Project Green Light, a video surveillance program for Detroit businesses, was launched by the city in 2016. Partnering businesses pay to have a high-definition camera, and associated green light, installed outside their building which sends real-time video footage to police monitoring sites.

In March this year during his State of the City address, Mayor Mike Duggan announced the “Neighborhood Real-Time Intelligence Program,” a $9 million, state- and federally-funded initiative that would not only expand Project Green Light by installing surveillance equipment at 500 Detroit intersections—on top of the over 500 already installed at businesses—but also utilize facial recognition software to identify potential criminals.

The latter proposal has drawn the ire of numerous residents, lawyers, civil rights activists, and commentators.

According to a New York Times article about the controversy, the software “matches the faces picked up across the city against 50 million driver’s license photographs and mug shots contained in a Michigan police database.” Numerous studies have shown that facial recognition software misidentifies black faces at a much higher rate than white faces, which could lead to false arrests.

The Detroit Board of Police Commissioners recently approved installation of the cameras, but delayed a vote about use of facial recognition software on traffic cameras. It already uses the technology for cameras outside businesses.

At a public meeting of the board in June, many residents expressed their concern with the program, especially for its potential use in non-criminal cases. From the New York Times article:

Others were more concerned with a provision that would allow the police to go beyond identifying violent crime suspects with facial recognition and allow officers to try to identify anyone for whom a “reasonable suspicion” exists that they could provide information relevant to an active criminal investigation. There was also concern that the photograph of anyone who gets a Michigan state ID or driver’s license is searchable by state and local law enforcement agencies, and the F.B.I., likely without their knowledge.

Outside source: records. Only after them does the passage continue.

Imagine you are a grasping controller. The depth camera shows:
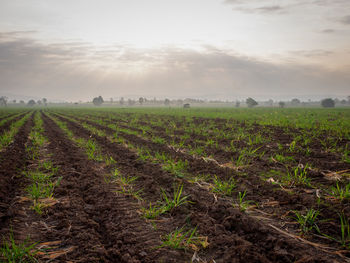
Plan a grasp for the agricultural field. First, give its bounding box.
[0,108,350,263]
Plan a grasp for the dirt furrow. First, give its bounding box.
[0,114,33,234]
[0,113,26,134]
[43,116,185,262]
[50,112,343,262]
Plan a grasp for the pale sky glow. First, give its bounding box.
[0,0,350,100]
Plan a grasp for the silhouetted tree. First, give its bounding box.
[0,96,7,107]
[27,100,36,107]
[245,97,258,108]
[92,96,104,106]
[290,99,300,106]
[128,99,135,106]
[321,98,335,108]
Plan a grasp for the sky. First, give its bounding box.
[0,0,350,101]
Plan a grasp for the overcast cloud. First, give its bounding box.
[0,0,350,101]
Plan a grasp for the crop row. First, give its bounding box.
[47,110,350,260]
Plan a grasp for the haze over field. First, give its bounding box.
[0,0,350,101]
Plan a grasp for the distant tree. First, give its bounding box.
[128,99,135,106]
[321,98,335,108]
[290,99,300,106]
[0,96,7,107]
[164,99,170,106]
[27,100,36,107]
[245,97,258,108]
[92,96,104,106]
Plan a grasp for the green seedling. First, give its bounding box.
[0,232,39,263]
[329,182,350,202]
[160,228,198,249]
[163,159,188,178]
[294,208,320,236]
[162,184,189,212]
[141,203,164,219]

In a column for The Detroit News, Bankole Thompson wrote about the dangers of the technology, saying that it has a “high propensity to be faulty” and echoing the concerns of residents:

This technology appears to be the equivalent of “Big Brother”—the invasive, frightening and totalitarian character that the British political writer George Orwell wrote about in his book “Nineteen Eighty-Four,” because it stands to be a powerful surveillance tool that could be abused for reasons other than strictly addressing public safety.

The city and Detroit Police Department have said that the technology will not be used invasively or for non-criminal cases. In March, the city told the Detroit Free Press that it would simply analyze “traffic movement” and alert the Department of Public Works when a traffic signal malfunctioned.

That pretense seems to have been dropped. Recently, Detroit Police Chief James Craig defended use of facial recognition technology and said that it would only be used in “extreme circumstances,” like a terrorist threat.

Because there is no federal legislation regulating the technology, cities are on the forefront of its use. San Francisco banned the technology this year, likening it once again to “Big Brother.”

Detroit has invested a lot of resources into Project Green Light and strongly defended facial recognition technology. Will it continue to do so after this backlash?